Dami - Falei com o Tim (Oliveira, fotógrafo) que eu queria fazer, via Orelha de Van Gogh, uns vídeos, imagens - não pretendia posar, só fazer bastidores - sobre a violência contra pessoas trans. Falei de ideias, de como podíamos fazer com o mínimo de dinheiro. Ele sugeriu que a gente chamasse a Levi Banida (professora e interartista fortalezense), que poderia fazer as maquiagens. Quando falamos com a Levi, ela jogou a ideia muito mais para cima: “Vamos falar das pessoas que estão vivas, produzindo!”. A gente não vai fazer de conta que não existe violência, não é isso, mas vamos dessa vez falar também das pessoas que estão trabalhando, atuando no mundo, na vida, entrando nos lugares onde muitas não entravam. A Levi sugeriu o nome Giraluas por conta dos girassóis do Van Gogh. A gente acatou imediatamente. Sai desse universo masculino - “o sol”, “o mundo”. Quando se fala de lua como adjetivo, é pejorativo, se diz lunática. (risos) 

OP - Há alguma pretensão de juntar essas imagens numa exposição ou publicação?

Dami - Menino, pretensão é o que não falta! (risos) A gente pensa inclusive a longo prazo. Era só pessoas de Fortaleza, mas aí eu pensei em colocar “pessoas do planeta Terra”, porque, se der certo, a gente vai colocar muito mais histórias, do mesmo jeito que fui encontrando pessoas de vários lugares do mundo nas minhas pesquisas.
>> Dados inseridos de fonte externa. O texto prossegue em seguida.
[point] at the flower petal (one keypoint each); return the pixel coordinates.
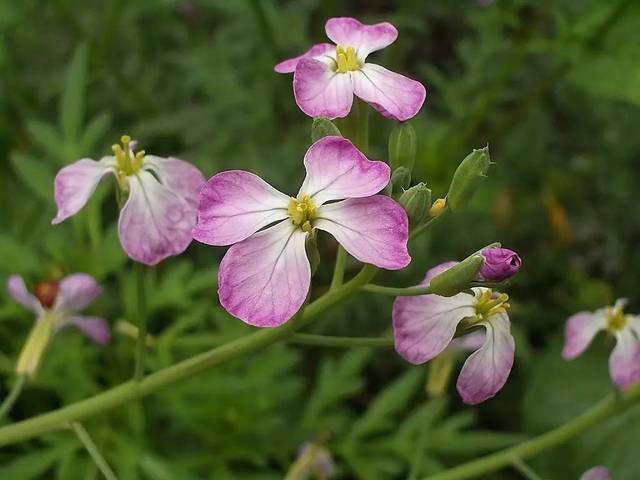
(76, 292)
(393, 95)
(373, 229)
(18, 291)
(624, 362)
(96, 329)
(236, 204)
(336, 169)
(320, 91)
(264, 279)
(424, 325)
(155, 222)
(183, 178)
(486, 370)
(349, 32)
(580, 330)
(75, 184)
(316, 52)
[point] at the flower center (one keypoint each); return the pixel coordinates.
(616, 319)
(128, 163)
(489, 305)
(346, 59)
(302, 212)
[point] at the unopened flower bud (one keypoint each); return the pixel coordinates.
(402, 147)
(499, 264)
(457, 278)
(323, 127)
(416, 202)
(466, 180)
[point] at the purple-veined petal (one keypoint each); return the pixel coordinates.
(17, 290)
(624, 362)
(349, 32)
(75, 184)
(264, 279)
(336, 170)
(596, 473)
(393, 95)
(316, 52)
(320, 91)
(183, 178)
(95, 329)
(486, 370)
(76, 292)
(155, 222)
(236, 204)
(580, 330)
(373, 229)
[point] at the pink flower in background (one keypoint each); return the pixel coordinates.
(160, 212)
(423, 326)
(624, 361)
(327, 76)
(264, 278)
Comecei (as postagens) a partir de Fortaleza, com a Janaína Dutra (ativista e advogada cearense, 1960-2004) - que era minha amiga, conheci estudando direito na Unifor - e daí parti para o mundo. Então a ideia é esse projeto ir para o mundo. Se, quando chegarem em Marte, a gente estiver viva também, a gente vai lá procurar umas trans marcianas. (risos)
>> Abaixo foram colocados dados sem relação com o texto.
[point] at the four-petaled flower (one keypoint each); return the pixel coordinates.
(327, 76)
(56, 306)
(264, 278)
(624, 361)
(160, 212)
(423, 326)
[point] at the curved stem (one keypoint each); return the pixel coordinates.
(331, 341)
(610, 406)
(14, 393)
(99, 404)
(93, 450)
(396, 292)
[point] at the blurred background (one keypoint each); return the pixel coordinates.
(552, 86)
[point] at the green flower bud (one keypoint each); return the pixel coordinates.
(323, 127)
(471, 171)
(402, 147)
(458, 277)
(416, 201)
OP - Você teve suas referências. Como encara ter se tornado uma?

Dami - A expectativa de vida das travestis e trans era de 30 e poucos anos. Agora, com essa violência crescente… Não estou falando de violência com o pensamento de classe média, que tem medo de sair de casa, mas da violência pela violência. Como é que uma pessoa mata uma criança de 12, 13 anos, que é travesti, como está acontecendo? Ao invés de aumentar a expectativa de vida - como a das pessoas cis, que aumentou muito -, a nossa vai diminuir, é isso? Já tão matando com 15 anos, com 13 anos? As pessoas me verem como uma referência é porque sou uma pessoa com mais de 60 anos trabalhando, viva, andando na rua a qualquer hora do dia, entrando nos lugares mais variados, ocupando muitos espaços, adquirindo respeito pelo meu trabalho… Acho que isso serve como referência. A gente está muito relacionada nos meios de comunicação às más notícias: “Travesti assassinada”, “travesti presa”. É claro que nos depoimentos pessoais do projeto, as pessoas contam as histórias delas. Por isso essa ideia de fazer com pessoas vivas e ativas, para não ficar só aquela imagem da gente como perseguidas, espancadas. Passamos por tudo isso, mas não só.